Part One: Exception propagation from threads

Motivation

In a thread of execution other than main(), what is useful yet safe behavior if no matching exception handler is found after an exception is thrown?

Users of the Boost threading library, which does not currently do anything special with exceptions, have asked time-and-time again that the exception to be caught by the thread library mechanism and saved, and then re-thrown by the thread object's join() function or equivalent.

Discussion

Within a thread of execution, an exception will presumably cause a search for an exception handler as in any C++ program. Absent any thread library support for exception propagation, if no matching exception handler is found within the thread of execution, then std::terminate() will be called (15.3/9).
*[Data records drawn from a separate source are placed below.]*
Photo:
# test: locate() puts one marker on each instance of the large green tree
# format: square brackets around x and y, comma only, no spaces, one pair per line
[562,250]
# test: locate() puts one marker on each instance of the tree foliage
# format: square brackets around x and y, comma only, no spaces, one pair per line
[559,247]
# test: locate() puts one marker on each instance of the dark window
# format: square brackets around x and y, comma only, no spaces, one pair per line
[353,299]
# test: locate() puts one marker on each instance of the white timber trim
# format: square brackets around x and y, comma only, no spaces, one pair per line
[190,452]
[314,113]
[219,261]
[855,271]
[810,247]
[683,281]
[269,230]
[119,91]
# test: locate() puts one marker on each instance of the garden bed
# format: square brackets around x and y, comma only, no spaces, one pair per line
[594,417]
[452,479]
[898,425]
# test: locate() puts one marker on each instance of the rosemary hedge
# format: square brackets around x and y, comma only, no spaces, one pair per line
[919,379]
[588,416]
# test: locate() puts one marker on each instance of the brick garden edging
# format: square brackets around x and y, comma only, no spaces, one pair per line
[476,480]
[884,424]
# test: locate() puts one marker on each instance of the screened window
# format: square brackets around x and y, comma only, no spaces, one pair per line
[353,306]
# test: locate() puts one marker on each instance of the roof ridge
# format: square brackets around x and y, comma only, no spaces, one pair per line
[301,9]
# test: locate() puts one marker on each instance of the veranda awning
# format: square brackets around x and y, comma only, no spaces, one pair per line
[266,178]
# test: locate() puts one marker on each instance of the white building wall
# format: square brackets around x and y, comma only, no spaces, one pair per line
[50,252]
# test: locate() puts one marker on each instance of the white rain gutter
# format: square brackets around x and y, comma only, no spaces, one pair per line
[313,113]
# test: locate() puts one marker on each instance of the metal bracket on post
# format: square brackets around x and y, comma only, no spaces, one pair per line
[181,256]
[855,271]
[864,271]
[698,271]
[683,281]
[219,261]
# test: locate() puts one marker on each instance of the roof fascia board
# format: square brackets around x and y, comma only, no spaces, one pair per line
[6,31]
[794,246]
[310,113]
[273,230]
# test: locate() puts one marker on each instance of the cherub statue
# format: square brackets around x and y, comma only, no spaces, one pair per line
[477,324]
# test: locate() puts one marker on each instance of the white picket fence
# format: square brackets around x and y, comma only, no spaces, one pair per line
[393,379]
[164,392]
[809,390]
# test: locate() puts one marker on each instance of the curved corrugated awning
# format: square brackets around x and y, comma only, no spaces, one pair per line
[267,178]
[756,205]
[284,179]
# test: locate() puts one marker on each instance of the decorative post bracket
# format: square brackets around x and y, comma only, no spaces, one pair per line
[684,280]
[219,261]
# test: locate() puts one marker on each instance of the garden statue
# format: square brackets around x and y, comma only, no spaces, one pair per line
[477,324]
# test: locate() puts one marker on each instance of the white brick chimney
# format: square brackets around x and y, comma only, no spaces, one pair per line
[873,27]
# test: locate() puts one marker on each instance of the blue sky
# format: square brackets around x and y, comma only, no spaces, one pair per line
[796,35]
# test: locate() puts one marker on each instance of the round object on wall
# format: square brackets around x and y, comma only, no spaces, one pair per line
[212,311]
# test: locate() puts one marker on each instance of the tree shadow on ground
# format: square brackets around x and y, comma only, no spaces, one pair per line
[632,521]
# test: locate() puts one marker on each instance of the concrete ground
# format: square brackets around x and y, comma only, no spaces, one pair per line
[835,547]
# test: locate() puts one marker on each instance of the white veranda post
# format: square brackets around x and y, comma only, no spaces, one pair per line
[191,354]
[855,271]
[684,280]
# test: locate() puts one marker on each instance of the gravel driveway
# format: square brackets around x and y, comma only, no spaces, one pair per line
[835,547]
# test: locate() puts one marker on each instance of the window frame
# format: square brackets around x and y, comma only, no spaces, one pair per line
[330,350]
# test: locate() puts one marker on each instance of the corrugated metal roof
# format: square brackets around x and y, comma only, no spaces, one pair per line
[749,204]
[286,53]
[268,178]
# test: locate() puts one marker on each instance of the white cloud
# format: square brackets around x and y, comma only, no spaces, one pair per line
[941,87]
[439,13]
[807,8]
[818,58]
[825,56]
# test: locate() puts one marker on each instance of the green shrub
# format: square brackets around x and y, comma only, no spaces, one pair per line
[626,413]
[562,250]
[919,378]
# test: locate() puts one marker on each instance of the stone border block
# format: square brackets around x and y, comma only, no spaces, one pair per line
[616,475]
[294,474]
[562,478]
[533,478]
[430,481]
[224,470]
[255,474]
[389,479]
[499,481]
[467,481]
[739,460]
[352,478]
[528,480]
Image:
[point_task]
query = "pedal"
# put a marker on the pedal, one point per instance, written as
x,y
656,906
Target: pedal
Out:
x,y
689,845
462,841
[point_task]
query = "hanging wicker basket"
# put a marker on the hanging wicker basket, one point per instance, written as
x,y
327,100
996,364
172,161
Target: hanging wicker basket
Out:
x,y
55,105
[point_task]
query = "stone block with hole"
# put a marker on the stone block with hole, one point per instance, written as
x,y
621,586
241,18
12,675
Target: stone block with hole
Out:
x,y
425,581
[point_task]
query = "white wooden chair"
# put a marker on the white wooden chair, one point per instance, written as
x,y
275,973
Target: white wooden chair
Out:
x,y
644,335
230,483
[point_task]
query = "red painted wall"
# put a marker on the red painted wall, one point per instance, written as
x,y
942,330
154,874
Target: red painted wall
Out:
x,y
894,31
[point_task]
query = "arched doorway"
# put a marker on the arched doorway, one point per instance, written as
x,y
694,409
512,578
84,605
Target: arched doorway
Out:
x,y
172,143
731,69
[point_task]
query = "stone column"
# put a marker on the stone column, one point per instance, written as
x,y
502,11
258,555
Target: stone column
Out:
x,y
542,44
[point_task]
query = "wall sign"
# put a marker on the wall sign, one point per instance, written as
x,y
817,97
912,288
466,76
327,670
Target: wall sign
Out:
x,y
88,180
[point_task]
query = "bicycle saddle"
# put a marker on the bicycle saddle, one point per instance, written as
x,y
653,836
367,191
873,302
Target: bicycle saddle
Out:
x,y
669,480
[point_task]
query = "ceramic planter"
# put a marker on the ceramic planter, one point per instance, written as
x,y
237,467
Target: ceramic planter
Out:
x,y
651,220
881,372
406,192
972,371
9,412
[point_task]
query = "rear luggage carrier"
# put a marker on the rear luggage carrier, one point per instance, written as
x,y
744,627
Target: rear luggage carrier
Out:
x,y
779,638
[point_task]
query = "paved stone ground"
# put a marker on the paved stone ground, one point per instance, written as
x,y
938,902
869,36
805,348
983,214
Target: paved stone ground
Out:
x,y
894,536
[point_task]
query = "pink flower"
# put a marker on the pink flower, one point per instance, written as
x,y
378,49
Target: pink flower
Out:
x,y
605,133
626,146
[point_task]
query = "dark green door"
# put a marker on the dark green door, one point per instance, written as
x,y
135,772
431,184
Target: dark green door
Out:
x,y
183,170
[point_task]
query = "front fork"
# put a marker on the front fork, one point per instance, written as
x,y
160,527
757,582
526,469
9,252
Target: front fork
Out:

But just as in single-thread programs, it is highly desirable that exceptions propagate from a function to its caller. Because a thread's processing function is in a different thread of execution from its joining function doesn't change that. If exceptions do not propagate out of a thread of execution to its joining function, programmers are forced to construct ad hoc error recovery techniques of the worst kind, such as catching exceptions themselves and converting them to error codes (which are too often ignored by the joiner, with disastrous effects).

Requirements

  1. An exception is never ignored; if no handler is found, if the thread of execution is never joined, or if the thread of execution is detached, std::terminate() is called.

Desirable, but not absolute requirements

  1. The exact exception type is propagated and the exact type can be caught without slicing. See example program, and note that catch #1 is desired to work.  The proposed library solution does achieve this.
  2. Works for both Standard Library and user-declared types. The proposed library solution does achieve this.
  3. Works for all types, with no need for a common base class or special exception launcher. Only a core language solution can achieve this.

Interaction with other proposals

Proposals dealing with a C++ memory model that supports multi-threading will presumable change 15.3, Handling an exception, paragraph 9 as indicated:

If no matching handler is found in a program the current thread of execution, the function std::terminate() is called; whether or not the stack is unwound before this call to std::terminate() is implementation-defined (15.5.1).

Part One: Proposed changes

Add  a class thread_exception_error derived from std::_runtime_error, details to be supplied.

To the launcher function, add:

Effects: If an exception is thrown by the thread function, and the thread has not been detached, the exception is caught and saved (see join and destructor). Otherwise, std::terminate() is called.

To the join function, add:

Throws: If an exception from the thread function has occurred:

To the thread destructor, add:

Effects: If the thread object's thread-of-execution ended with an uncaught exception and the join function has not been called, call std::terminate().

Open Issues


Part Two: Exception propagation mixin

Implementation of exception propagation requires two actions not directly supported by the C++03 exception handling mechanism:

There are three known approaches:

  1. Language changes to allow cloning and throwing objects knowing only their base class.
     
  2. A library based approach, requiring exceptions that may be propagated according to their dynamic type be cloned and thrown by a special library-supplied mechanism.
     
  3. A library based approach, requiring exceptions that may be propagated according to their dynamic type be derived from a special library-supplied mixin base class.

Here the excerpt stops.